3. Reduced AC Lifespan
When dirt is in the outdoor unit, it can damage the condenser coil fins, the fan blades, or the motor.
Dirty condenser coils also prevent heat loss, which can cause the compressor to overheat. This can lead to a blown fuse and the system shutting down or short cycling.
4. Unusual Noise From the AC
A dirty outdoor unit can be why your AC makes loud noises non-stop. When twigs, leaves, and gravel get stuck in the outdoor unit, they’ll constantly hit the different parts causing noise and damage.
How To Clean Your AC Outdoor Unit
According to Energy.Gov, it is best to schedule annual air conditioner maintenance, including cleaning the condenser unit.
It is best to do the cleaning in spring before the first use of the AC in summer. While many AC models exist, the basic concepts of cleaning an AC are the same.
Consider the following steps when cleaning your air conditioner’s outdoor unit:
1. Gather the Necessary Cleaning Supplies
For this project, you’ll need the following tools and materials:
- 2 Cans foaming A/C condenser coil cleaner
- Fin repair comb
- Screwdriver/ cordless drill
- Shop vacuum
- Vacuum extension wand
- Nylon scrub brush
- Heavy gloves
- Garden hose and sprayer
- Water spray bottle
- A wet rag.
2. Cut Off the AC Power Supply
When cleaning your outdoor AC unit, cut off its power supply to avoid electrocution.
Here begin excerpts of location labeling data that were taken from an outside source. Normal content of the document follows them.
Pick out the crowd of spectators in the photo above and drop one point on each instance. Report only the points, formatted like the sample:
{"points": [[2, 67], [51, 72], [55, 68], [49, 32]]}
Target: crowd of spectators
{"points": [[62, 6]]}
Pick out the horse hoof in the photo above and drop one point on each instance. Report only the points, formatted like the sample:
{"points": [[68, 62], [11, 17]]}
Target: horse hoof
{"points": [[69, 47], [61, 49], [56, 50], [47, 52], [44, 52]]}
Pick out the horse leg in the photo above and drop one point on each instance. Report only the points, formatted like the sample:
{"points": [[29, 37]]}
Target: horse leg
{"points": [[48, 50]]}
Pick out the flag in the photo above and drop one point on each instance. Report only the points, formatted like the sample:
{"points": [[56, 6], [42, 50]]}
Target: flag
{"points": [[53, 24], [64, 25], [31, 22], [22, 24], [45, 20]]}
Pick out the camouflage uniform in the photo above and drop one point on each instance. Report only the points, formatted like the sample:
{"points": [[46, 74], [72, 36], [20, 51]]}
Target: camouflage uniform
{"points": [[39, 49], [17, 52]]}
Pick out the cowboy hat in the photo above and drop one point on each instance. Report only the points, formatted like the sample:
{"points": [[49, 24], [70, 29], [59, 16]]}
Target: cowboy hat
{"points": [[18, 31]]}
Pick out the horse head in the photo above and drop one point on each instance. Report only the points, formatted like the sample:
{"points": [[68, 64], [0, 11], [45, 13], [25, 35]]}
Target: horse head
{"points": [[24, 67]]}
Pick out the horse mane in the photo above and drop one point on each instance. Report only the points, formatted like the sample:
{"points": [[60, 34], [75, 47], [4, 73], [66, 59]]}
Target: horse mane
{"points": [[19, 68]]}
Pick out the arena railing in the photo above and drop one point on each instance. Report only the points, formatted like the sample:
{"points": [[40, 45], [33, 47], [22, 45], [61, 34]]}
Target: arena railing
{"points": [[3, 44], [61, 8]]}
This means flipping the circuit breaker switch assigned to the AC. Consider using a multimeter to confirm that no current flows through the unit.
3. Remove Large Debris Outside the Unit
The next step is to remove the debris that has built up on the outer surface of the condenser unit. This could be leaves, twigs, or cobwebs.
4. Remove the Top and Side Panels
Grab your cordless drill or screwdriver and remove the screws that hold the top and side panels in place. It is best to have a container where you can put the screws to avoid losing them.
Also, avoid damaging the condenser coil fins when removing the panels. It would help to put the panels in order of how you remove them so you can remember where to put them when reassembling.
5. Evaluate the Inside of the Unit
With the protective panels out of the way, you can now inspect the condition of the condenser cabinet.
It is best to contact a skilled technician if you notice advanced corrosion, cracked pipes, or loose wires. Cracked refrigerant pipes could harm you and the environment, and you should not proceed if you notice any.
6. Remove Large Debris
If there are no signs of cracked or leaking refrigerant pipes, you may proceed to remove any large debris, such as leaves, grass clippings, or pebbles, that may be trapped at the bottom of the condenser cabinet.
It would be best if you had heavy gloves on when doing this.
7. Vacuum the Condenser Fins and Cabinet
It’s time to grab your shop vac and attach a soft brush attachment. Once you have it ready, vacuum the condenser coil fins, taking caution not to bend them.
Also, vacuum the bottom of the condenser cabinet with an extension wand to remove the loose debris.
8. Fix Bent Condenser Coil Fins
If you notice any bent condenser coil fins, use a fin repair comb to straighten them. You can buy fin repair comb online in any big hardware store.
9. Rinse the Coils
If you use a non-rinse foaming coil cleaner, you may need to rinse the coils after vacuuming. Use a garden hose with a sprayer attachment, ensuring that it’s on a low setting to avoid damaging the condenser coil fins.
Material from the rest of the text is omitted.